Nice Müslüman kadın, İslami mücadelenin birçok zor ve sıkıntılı dönemeçlerini geçmiş bulundular. Kimisi, sistemin işkencelerinden geçip, zindanların hücrelerinde Rablerine karşı kulluk vazifelerini sabırla yerine getirmeye çalıştı. Kimisi on yıllardır zindan yollarını aşındırmakta, eşlerinin ve çocuklarının hasretini çekmektedir. Kimisi de muhaceratın zorlukları içinde İslami izzetlerini yaşamaya çalışmaktadırlar. On binlerce bacımız, mücadelenin zorluklarını bir şekilde tatmış bulunmaktadırlar. Mücadelenin bu izzetli safhalarını yaşayan Müslüman bacılarımızın, konumuzun başına aldığımız ayeti kerimeyi daha iyi anlamaları, üzerinde düşünüp birer Aişe, Ümmü Seleme, Hafsa, Safiye, … olmaları için ciddi bir gayret içinde olmaları gerekir. Bu ayeti kerime ile muhatap olan bu yiğit annelerimiz, Rablerinin kendilerinden istediği sorumluluğun bilincine öyle varmışlardı ki, her birisi, İslam binasının en sağlam bir köşe taşını oluşturmuştu. Onlardan hangisi İslam binasından çekilmiş olsa, onların yeri boş kalır ve asla doldurulamaz olur. Bu eğitimlerini ise, kendi evlerinde ve Müslümanların üniversitesi durumunda olan mescitlerde elde etmişlerdi.

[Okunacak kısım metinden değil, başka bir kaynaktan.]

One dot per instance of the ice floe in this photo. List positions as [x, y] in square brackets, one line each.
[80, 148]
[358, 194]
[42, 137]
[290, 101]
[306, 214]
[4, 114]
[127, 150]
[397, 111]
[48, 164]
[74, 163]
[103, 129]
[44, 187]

Mücadelenin bütün bu zorluklarını yaşayan bacılarımızın, annelerimizin ve yavrularımızın, bu ayeti kerimenin ruhunu eksiksiz yaşamaları gerekir. Bu ruhu yaşamaları, üzerlerine sağlam ve muhkem bir vecibedir. İslami mücadele içinde yer alan bir Müslüman kadının, günlük Kur’an ve Sünnet programının olmaması, asla olacak şey değildir. Böylesi vahim bir durumun düşünülmesi bile gerçekten ıstırap vericidir. Bu konuda kendilerine mazeret olacak hiçbir şey yoktur. Çocuklarla ilgili meşguliyettir, diğer İslami çalışmalardır, ev işleridir vs. asla bahane olamaz. Eğer bacılarımız, bu İslami eğitimlerini ihmal edip günlerini, diğer sıradan kadınlar gibi geçirip zamanlarını heder ediyorlarsa, korkarım ki, İslami mücadele uğrunda çektikleri sıkıntı ve zahmetleri de –Allah korusun- boşa gitmiş olsun. Bir Müslüman kadın, bir gün -yani yirmi dört saat- içinde, en az birkaç ayet ve hadis öğrenip ezberlemiyor veya öğrenip ezberlemeye çalışmıyorsa, gerçekten kendisi ve içinde bulunduğu topluluk için korkunç bir durumdur! Günlerini, haftalarını hatta aylarını belki de yıllarını bu şekilde geçiren Müslüman kadınların, zararda olmamaları düşünülebilir mi! Bu konuda bacılarımızın, birbirlerine yardımcı olmaları, birbirlerine nasihat etmeleri ve mutlaka bir İslami eğitim programı içine çekmeleri lazımdır. Eğer bunu başaramıyorlarsa, acziyet içerisinde oldukları ve işlerinde başarılı olamadıklarını kabul etmeleri gerekir. Bu konuda ısrarcı ve sabırlı olmak gerekir. Bilenler bilmeyenlere öğretecek, öğrenme ve öğretme kabiliyeti hiç olmayanlar ise, diğer işlerde bacılarına yardımcı olup onların bu işte daha aktif çalışmalarına zaman ve imkân oluşturacaklardır. Böylelikle onlar da, bu işte aktif olan bacılarının elde ettikleri sevaplara eksiksiz ortak olacaklardır.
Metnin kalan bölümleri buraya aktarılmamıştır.